Mar 30, 2007 16:15
My (x) boyfriend broke up with me due to his depression issues and I therefore quit my job cause I couldn't stand the memory of him. My sister quit her job, cause they are nazi's. And everyone is pretty well off in the deep end. So... am I insane for being hopeful? I have dreams about Victor fucking nightly. Well, maybe twice a week. Still, that's enough to drive a pin needle through my heart each time. I am strong, and being single I guess feels more like home. But those eight months with Victor, was a vacation I guess I wish I would never return from. I guess each day is a little better and I hope that's how it will work for my sister too. Could be worse... always could be worse. But it always could be better.
I finished my essay for USM, I've been working out again, and generally trying to better myself. That's all one can really do. My life is completely different now. I still have my friends, my family and my pets. They were and always will be the stable in my life that I can always count on.
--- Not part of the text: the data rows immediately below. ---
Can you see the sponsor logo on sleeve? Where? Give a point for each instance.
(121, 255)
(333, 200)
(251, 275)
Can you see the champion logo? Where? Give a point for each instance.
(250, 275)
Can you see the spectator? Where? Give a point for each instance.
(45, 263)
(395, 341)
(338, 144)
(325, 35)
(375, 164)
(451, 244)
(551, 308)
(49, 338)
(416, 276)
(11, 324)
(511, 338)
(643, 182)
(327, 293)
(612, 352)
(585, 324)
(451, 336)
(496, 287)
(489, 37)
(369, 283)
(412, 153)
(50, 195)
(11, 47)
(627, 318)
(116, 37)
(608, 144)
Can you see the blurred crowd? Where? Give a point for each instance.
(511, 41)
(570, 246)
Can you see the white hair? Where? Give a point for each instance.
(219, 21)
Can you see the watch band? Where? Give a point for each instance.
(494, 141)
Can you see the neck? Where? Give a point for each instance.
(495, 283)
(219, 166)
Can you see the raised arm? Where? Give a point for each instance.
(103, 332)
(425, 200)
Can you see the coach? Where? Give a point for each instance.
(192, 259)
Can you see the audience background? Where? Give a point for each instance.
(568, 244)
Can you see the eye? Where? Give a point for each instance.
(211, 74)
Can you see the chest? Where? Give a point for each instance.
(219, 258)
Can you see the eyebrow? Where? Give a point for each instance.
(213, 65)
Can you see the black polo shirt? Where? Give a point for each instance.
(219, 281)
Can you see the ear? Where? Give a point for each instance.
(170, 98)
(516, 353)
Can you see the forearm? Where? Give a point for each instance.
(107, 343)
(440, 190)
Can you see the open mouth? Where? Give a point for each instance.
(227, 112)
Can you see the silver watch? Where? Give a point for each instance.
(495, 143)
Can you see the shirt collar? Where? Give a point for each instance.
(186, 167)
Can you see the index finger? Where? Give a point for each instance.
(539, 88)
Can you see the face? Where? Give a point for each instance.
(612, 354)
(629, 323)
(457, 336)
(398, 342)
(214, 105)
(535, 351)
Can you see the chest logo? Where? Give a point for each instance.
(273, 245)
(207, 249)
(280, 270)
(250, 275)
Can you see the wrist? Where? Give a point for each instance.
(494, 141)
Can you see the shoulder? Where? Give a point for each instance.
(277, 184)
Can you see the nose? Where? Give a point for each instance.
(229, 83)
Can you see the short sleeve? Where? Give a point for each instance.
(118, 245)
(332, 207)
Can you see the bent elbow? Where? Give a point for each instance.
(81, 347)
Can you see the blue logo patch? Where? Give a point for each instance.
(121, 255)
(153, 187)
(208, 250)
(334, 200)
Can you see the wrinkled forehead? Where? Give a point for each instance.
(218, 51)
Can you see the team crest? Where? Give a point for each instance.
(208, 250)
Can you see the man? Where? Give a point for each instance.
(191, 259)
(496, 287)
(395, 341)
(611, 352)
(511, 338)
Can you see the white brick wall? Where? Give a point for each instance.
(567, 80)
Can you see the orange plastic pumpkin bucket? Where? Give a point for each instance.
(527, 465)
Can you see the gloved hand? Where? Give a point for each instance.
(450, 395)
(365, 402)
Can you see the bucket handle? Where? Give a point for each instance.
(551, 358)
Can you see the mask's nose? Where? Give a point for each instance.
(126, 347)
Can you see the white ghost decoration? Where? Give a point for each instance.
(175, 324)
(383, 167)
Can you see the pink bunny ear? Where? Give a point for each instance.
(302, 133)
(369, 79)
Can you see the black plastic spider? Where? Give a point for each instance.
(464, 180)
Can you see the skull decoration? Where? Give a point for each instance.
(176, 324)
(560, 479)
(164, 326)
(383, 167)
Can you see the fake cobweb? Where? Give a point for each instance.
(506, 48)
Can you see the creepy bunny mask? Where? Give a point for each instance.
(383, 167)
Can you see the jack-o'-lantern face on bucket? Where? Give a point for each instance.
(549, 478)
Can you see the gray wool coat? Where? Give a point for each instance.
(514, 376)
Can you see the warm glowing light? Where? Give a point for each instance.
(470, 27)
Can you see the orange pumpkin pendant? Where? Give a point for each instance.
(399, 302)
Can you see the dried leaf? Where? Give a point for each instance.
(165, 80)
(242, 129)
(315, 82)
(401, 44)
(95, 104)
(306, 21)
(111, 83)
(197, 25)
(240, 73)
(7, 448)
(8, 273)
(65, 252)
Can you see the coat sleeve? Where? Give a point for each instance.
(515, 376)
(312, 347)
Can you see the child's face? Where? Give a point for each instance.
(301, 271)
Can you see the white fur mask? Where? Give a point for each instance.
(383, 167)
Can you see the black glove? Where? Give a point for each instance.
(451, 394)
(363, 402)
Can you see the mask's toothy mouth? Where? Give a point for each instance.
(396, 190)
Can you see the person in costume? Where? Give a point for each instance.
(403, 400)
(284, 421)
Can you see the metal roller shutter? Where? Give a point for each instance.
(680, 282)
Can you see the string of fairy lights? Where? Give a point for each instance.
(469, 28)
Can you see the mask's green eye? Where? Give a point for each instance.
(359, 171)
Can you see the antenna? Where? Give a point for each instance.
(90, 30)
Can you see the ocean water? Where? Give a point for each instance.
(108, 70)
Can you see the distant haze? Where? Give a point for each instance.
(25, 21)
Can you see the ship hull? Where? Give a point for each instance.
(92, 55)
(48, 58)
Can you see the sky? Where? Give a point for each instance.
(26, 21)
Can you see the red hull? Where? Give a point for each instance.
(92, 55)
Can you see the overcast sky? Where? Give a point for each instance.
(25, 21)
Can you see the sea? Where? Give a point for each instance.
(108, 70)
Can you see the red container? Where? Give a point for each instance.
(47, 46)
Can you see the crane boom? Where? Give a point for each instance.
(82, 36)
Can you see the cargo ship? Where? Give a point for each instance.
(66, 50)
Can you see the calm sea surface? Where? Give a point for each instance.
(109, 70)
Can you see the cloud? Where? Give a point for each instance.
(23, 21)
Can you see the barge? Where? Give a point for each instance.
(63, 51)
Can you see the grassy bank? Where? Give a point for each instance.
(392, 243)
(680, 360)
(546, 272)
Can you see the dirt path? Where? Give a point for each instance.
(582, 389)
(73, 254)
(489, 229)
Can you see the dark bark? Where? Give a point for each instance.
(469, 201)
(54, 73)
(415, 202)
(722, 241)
SO then this drizzles down to my single life. It has already been really interesting. And men are still confusing even when your not with them. I will take it all with a grain of salt and pry for atleast some nookie. I don't know how much exactly, if even that would make me feel better at all. You know, I have never broken up with anyone in all my life. Why? WHYYYYY.... I don't understand what I've done wrong. Given the fact that I am only twenty two years old and finding your husband isn't too likely. I guess I will keep this in mind. If i was to stay with Victor, if he was to ask me to marry him that day; instead of break up with him; I would have said yes. My life isn't just going to be that, "Heather the Housewife." No, there is more for me in this life. My job now is to find it, and to nurture it. Nuture my own power and not my lover's. All I have is my own faith and no guy should steal that from me. Life really is about never giving up. To keep smiling and feeling that sun on your face. Spring is right around the corner and so is a happy ending.